Die Darbietung der AM wiederum ist purer Genuss: reduziert auf einen großen Pink Floyd – Kreis in der Mitte der hinteren Bühnenwand, in den Live-Bilder der Künstler von Kameras aus allen Winkeln projiziert werden sowie einigen schönen Lichteffekten, wird der Zuschauer nicht von irgendwelchem Technik-Schnickschnack abgelenkt, sondern ist voll fokussiert auf das, was die Band dort auf der Bühne in Perfektion treibt. Einzig bei „There´d Better Be A Mirrorball“ fährt eine riesige Disco-Kugel aus der Decke und taucht die Arena in ein traumhaftes Lichstrahlen-Meer.

Nach der letzten Zugabe und dem 74. „Oberhauseeeen“ (Ihr wisst ja, ich habe mitgezählt!) verabschiedet sich die komplette Band sichtlich und authentisch gerührt von der Stimmung, die Ihr von Minute 1 an entgegengeschlagen ist, von einem begeisterten und abermals ohrenbetäubend kreischenden Fanpublikum.

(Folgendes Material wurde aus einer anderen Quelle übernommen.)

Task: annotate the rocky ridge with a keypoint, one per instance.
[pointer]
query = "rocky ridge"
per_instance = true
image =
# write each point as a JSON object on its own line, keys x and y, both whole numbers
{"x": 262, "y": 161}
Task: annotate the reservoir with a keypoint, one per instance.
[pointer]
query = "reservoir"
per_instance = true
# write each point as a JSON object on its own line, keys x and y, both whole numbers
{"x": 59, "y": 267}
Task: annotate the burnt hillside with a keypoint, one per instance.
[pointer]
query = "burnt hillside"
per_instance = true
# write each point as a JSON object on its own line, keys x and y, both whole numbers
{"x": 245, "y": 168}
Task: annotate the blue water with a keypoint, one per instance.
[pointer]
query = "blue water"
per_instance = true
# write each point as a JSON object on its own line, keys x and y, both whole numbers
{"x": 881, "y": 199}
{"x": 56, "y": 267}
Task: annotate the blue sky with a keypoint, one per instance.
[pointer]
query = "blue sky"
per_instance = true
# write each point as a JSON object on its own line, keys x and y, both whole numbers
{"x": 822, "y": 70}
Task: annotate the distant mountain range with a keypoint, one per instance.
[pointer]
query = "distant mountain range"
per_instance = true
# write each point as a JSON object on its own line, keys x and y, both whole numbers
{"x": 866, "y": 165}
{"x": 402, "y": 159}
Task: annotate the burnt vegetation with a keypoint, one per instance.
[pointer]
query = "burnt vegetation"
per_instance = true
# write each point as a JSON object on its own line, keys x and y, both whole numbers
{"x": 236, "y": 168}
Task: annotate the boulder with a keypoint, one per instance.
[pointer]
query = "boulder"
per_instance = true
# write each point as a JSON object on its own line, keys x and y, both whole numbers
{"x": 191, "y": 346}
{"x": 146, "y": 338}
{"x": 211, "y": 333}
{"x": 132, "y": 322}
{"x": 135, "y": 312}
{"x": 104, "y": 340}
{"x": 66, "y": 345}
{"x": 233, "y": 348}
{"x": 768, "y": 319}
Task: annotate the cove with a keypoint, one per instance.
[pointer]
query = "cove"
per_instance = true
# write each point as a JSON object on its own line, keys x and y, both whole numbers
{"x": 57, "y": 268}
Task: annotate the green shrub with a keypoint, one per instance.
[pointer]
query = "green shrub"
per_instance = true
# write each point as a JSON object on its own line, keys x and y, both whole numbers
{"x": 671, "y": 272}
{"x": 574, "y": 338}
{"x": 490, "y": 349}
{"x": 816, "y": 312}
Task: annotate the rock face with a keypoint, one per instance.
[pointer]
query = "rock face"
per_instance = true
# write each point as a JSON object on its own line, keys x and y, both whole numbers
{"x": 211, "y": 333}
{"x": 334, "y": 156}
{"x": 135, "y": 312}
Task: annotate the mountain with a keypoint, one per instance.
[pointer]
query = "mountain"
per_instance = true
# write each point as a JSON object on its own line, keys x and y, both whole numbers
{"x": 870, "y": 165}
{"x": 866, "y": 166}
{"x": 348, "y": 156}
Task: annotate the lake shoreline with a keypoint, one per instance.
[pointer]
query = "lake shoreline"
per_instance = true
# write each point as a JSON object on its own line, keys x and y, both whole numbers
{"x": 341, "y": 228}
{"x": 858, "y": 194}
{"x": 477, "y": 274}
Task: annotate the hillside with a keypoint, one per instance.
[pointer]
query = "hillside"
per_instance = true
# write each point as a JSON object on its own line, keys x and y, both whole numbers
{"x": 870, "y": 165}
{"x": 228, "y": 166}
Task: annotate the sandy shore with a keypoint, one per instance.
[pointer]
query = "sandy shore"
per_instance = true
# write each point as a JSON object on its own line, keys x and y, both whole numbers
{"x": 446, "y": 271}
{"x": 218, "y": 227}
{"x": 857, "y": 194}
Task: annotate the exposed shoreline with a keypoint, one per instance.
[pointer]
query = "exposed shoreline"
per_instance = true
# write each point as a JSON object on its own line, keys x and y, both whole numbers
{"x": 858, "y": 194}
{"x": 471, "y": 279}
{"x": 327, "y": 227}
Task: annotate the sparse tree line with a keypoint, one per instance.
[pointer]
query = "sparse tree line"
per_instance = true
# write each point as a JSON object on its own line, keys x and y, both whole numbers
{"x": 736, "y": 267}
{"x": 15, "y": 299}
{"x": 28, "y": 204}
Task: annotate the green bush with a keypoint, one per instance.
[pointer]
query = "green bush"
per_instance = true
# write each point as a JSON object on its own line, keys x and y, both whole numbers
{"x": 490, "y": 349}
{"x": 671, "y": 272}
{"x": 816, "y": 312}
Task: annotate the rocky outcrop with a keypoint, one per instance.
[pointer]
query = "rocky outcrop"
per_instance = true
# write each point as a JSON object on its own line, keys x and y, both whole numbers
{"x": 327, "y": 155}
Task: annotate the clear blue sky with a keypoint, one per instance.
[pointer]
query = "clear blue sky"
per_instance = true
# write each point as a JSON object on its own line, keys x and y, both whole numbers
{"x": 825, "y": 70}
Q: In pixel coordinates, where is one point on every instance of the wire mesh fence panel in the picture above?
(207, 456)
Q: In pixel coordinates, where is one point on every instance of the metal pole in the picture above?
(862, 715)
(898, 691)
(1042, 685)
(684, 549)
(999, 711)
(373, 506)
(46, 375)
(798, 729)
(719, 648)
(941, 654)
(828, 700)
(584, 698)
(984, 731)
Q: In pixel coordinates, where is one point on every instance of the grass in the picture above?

Heute morgen komme ich in die Küche und frage immer noch den Jugend-Hype von gestern nicht verstehend meine 19-jährige Tochter: „Sag´ mal, kennst Du eigentlich die Arctic Monkeys?“ – ihre Augen blitzen auf, und sie fragt mich: „Wie? Warst Du etwa gestern auf einem Arctic Monkeys-Konzert??? Klar, die kennt jeder in meinem Alter!!! Manno, warum hast Du nichts gesagt und mich nicht mitgenommen!!!“

Die Jugend von heute kennt und genießt gute Musik also gottseidank doch nicht nur von Insta, Spotify, Youtube & Co, sondern erlebt sie, genau wie wir Alten, viel lieber Live!
Das macht Hoffnung!
Besten Dank Ihr Arktischen Affen aus Sheffieeeeeeeeld!!!!!

P.S.: Okay, okay, ich gebe es zu: die 74 ist eine ganz grobe Schätzung. Mitzählen war gelogen.